GAGAM v1.2: An Improvement on Peak Labeling and Genomic Annotated Gene Activity Matrix Construction

Round 1

Reviewer 1 Report

Authors designed a updated version GAGAM v1.2 to interpret scATAC-seq data by associating regulatory elements with genes, which could be anticipated as a promising tool for linking epigenomics and transcriptomics. They proved its power from diversity of metrics such as ARI, AMI and RAGI. However following questions need to be solved.

1.      Although their results suggested the method show superior performance over several benchmark methods, their contribution should be more clearly illustrated. According to my opinion, their most significant contribution is an updated GAGAM version with a re-defined GAM matrix. What different and effective strategies were proposed in this study compared with the routine pipeline for scATAC-seq annotation?

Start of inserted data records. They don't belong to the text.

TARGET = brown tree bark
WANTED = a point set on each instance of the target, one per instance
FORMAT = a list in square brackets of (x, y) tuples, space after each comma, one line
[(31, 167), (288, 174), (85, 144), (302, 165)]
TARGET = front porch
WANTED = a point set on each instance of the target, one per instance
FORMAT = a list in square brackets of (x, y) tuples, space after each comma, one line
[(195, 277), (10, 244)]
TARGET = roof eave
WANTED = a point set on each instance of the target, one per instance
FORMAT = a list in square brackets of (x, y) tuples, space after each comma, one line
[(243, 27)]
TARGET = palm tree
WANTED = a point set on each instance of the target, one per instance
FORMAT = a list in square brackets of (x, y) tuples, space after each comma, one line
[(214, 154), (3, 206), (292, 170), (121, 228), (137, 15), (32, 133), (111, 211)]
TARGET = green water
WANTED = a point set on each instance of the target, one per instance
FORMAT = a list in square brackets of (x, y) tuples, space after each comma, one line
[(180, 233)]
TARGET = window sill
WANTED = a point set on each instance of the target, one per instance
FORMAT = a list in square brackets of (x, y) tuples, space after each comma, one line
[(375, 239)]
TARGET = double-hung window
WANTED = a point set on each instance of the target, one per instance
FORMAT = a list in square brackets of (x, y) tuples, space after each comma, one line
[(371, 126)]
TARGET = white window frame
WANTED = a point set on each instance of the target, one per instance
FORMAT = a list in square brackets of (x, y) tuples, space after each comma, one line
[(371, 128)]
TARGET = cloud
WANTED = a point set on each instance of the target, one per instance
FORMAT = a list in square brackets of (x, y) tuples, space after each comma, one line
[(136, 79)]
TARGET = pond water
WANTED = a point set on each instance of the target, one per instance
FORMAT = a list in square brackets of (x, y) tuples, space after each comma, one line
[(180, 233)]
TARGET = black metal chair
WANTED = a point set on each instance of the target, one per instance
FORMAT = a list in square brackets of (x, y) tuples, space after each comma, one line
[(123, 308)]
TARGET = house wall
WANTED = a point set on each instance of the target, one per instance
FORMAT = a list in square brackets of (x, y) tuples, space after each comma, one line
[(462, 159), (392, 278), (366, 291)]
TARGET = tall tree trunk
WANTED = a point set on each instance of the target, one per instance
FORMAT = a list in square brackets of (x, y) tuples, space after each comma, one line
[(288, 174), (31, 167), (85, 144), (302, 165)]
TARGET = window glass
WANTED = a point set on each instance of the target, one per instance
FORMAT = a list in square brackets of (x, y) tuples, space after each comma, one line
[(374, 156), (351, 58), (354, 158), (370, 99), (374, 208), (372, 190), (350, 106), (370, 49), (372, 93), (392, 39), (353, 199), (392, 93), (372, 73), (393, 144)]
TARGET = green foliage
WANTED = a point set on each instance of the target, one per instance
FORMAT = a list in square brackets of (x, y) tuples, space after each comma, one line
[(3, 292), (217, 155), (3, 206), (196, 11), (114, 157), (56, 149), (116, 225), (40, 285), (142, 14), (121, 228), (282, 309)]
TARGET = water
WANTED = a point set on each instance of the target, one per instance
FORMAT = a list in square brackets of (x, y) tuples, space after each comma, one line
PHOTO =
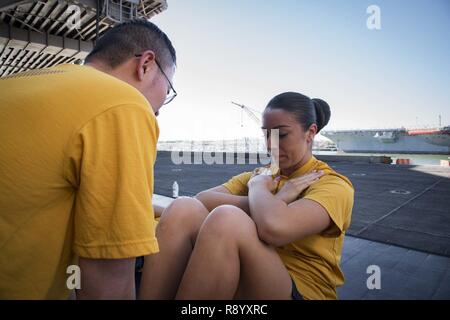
[(415, 159), (257, 145)]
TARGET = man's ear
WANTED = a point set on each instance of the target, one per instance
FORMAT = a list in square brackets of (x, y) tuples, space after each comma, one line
[(145, 63)]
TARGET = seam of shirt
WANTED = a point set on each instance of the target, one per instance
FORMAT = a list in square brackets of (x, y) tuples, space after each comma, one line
[(77, 131)]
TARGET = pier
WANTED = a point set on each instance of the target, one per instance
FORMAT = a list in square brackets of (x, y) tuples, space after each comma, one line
[(400, 221)]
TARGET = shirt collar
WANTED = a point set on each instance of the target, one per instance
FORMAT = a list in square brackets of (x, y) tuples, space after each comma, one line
[(306, 168)]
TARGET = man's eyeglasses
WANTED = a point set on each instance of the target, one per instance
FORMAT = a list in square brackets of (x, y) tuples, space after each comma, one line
[(171, 93)]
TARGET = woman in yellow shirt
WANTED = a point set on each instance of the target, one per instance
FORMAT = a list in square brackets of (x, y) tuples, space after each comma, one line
[(260, 236)]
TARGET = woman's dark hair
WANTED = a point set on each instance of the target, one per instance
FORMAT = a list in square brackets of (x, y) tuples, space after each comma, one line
[(306, 110)]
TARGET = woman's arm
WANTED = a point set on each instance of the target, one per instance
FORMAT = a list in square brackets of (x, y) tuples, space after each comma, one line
[(280, 223), (214, 197)]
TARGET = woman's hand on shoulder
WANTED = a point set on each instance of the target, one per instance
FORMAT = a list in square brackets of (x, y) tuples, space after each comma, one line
[(294, 187), (263, 180)]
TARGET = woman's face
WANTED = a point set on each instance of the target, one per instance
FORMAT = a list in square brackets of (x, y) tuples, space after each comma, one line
[(294, 142)]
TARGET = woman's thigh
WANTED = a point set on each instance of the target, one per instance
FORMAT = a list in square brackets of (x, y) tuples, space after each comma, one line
[(262, 272)]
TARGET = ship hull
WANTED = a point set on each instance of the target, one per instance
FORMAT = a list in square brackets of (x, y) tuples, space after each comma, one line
[(390, 141)]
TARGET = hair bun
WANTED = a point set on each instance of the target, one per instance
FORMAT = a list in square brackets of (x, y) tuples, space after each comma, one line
[(323, 113)]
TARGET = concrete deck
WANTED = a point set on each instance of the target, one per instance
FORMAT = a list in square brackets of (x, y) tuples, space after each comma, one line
[(406, 206), (405, 274)]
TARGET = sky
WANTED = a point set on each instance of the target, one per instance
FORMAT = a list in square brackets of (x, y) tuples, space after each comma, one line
[(248, 51)]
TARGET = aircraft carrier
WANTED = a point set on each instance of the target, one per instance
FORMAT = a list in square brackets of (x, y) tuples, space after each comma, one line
[(411, 141)]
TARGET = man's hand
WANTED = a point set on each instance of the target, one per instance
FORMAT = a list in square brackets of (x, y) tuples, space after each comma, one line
[(294, 187), (107, 279)]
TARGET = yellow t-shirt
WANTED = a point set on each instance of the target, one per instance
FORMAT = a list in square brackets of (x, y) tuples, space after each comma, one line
[(76, 176), (313, 262)]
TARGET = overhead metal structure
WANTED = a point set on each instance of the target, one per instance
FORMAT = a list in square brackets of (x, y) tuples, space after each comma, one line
[(42, 33)]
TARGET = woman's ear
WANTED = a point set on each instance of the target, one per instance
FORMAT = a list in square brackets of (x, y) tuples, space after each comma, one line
[(312, 131)]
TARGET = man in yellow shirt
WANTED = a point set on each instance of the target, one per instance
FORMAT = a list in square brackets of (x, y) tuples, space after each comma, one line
[(76, 167)]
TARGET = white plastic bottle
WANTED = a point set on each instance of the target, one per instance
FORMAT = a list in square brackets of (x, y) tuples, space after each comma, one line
[(175, 190)]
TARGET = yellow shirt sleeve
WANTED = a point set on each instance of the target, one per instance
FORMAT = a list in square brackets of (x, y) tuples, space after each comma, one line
[(110, 162), (237, 185), (336, 196)]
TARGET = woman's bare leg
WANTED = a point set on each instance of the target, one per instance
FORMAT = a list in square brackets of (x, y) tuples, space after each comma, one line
[(229, 261), (176, 233)]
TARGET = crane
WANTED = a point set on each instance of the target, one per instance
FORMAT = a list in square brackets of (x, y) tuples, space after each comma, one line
[(251, 112)]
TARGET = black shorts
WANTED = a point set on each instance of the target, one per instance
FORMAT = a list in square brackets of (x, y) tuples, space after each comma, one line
[(296, 295)]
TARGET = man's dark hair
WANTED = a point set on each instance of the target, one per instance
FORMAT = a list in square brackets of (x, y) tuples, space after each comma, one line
[(127, 39)]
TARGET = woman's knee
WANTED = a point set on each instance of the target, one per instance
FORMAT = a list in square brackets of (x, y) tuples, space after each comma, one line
[(229, 220), (183, 212)]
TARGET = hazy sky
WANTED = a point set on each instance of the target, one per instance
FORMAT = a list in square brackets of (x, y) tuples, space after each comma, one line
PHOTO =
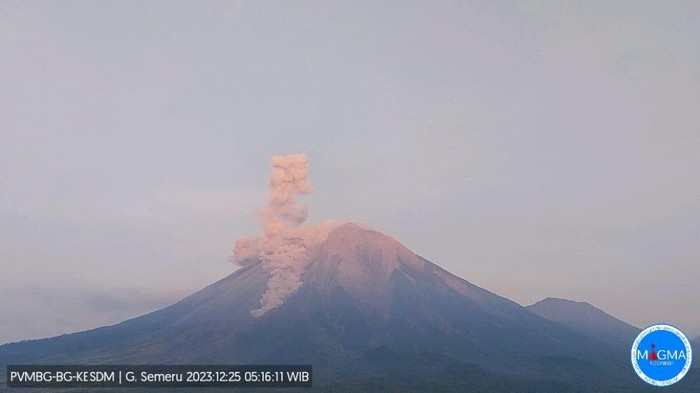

2.      They said ‘GAGAM v1.2 considers overlapping an enlarged gene body region, including 500bp before TSS’, ‘keeps only couples with ca > ca_m, and d≤d_th’. How did they determine these parameters? How did these parameters affect the final analysis performance? Is it possible to give a more flexible choice in their tool for a good user-friendliness?

3.      They defined the activity score as: GAGAM = wp · P + wc · C + we · E. how the weighted determined? The influence caused by the training dataset should be estimated before practicing their tool.

4.      Instead of the description on regulatory element background, the authors were suggested give more detail about the problems on the prom,enhance and gene association analysis.   

Author Response

Please see the attachment.

Author Response File: Author Response.docx

Reviewer 2 Report

In the current manuscript, the authors developed GAGAM V1.2, a better version of GAGAM v1.0. It combines accessibility with genome annotations, thereby providing a better understanding of different accessible regions on the overall gene activity.

Major comments:

1.       Alternative transcripts show cell type specific expression during development and differentiation. Some of the important cell type specific genes exhibit alternative transcripts expression using alternative promoters. For some genes, alternative promoters are located downstream of TSS. Can GAGAM v1.2 identify accessibility at alternative promoters when they are present intragenic?

In section 2.4, the gene scoring method uses peaks at exons only and not introns. Peaks near promoters are weighted more. In case active alternative promoter usage, the peaks at alternative promoters will not be scored. What could be the possible explanation for this?

1.       In the case of exon peaks matrix, GAGAM v1.2 relies on the exon accessibility and considers the peaks inside the gene body. However, the downregulated or low expressed genes show some levels of accessibility in the exonic regions. The accessibility increases in case upregulated genes. What could be the threshold used to distinguish these two scenarios?

2.       Related to Figure 9. Please provide the violine plot representation of highly cluster specific gene accessibility in one violine plot instead of separate violine plots. And provide the violine plot representation of expression levels of the same gene set using scRNA-Seq. This will provide clearer information along with individual violine plot representation. And it will be useful to understand to what extent scATAC-Seq analysis by GAGAM v1.2 could be used for clustering and the extent of similarity with gene activity in the clusters.

3.       Related to Figure 10, Many genes show accessibility but not expression across the clusters. Some of them are RAB32, BECE2, BEND5, NCR1, SPRY2, TAL1. Overall, some genes show good correlation with their expression levels but not all. Please provide details on the discrepancy observed.

4.       Please provide the comparison analyses for more than one sample in the case of Figure 9 and Figure 10 using GAGAM v1.2 and also GAGAM v1.0.  

5.       It would be more prominent to see the correlation of the top 10 highly specific genes of each cluster between GAGAM v1.2 analysis of scATAC-Seq and compare it with scRNA-Seq. Please provide the analysis for more than one sample.

6.       Does the ratio of accessibility at promoters and exons have any implications on the levels of gene expression? Can this be addressed using GAGAM v1.2? If so, what could be the accessibility patterns at promoters, coding exons and enhancers for highly expressed transcripts vs moderate or low expressed transcripts?   

Author Response

Please see the attachment.

Author Response File: Author Response.docx

Round 2

Reviewer 1 Report

All my questions have been well answered!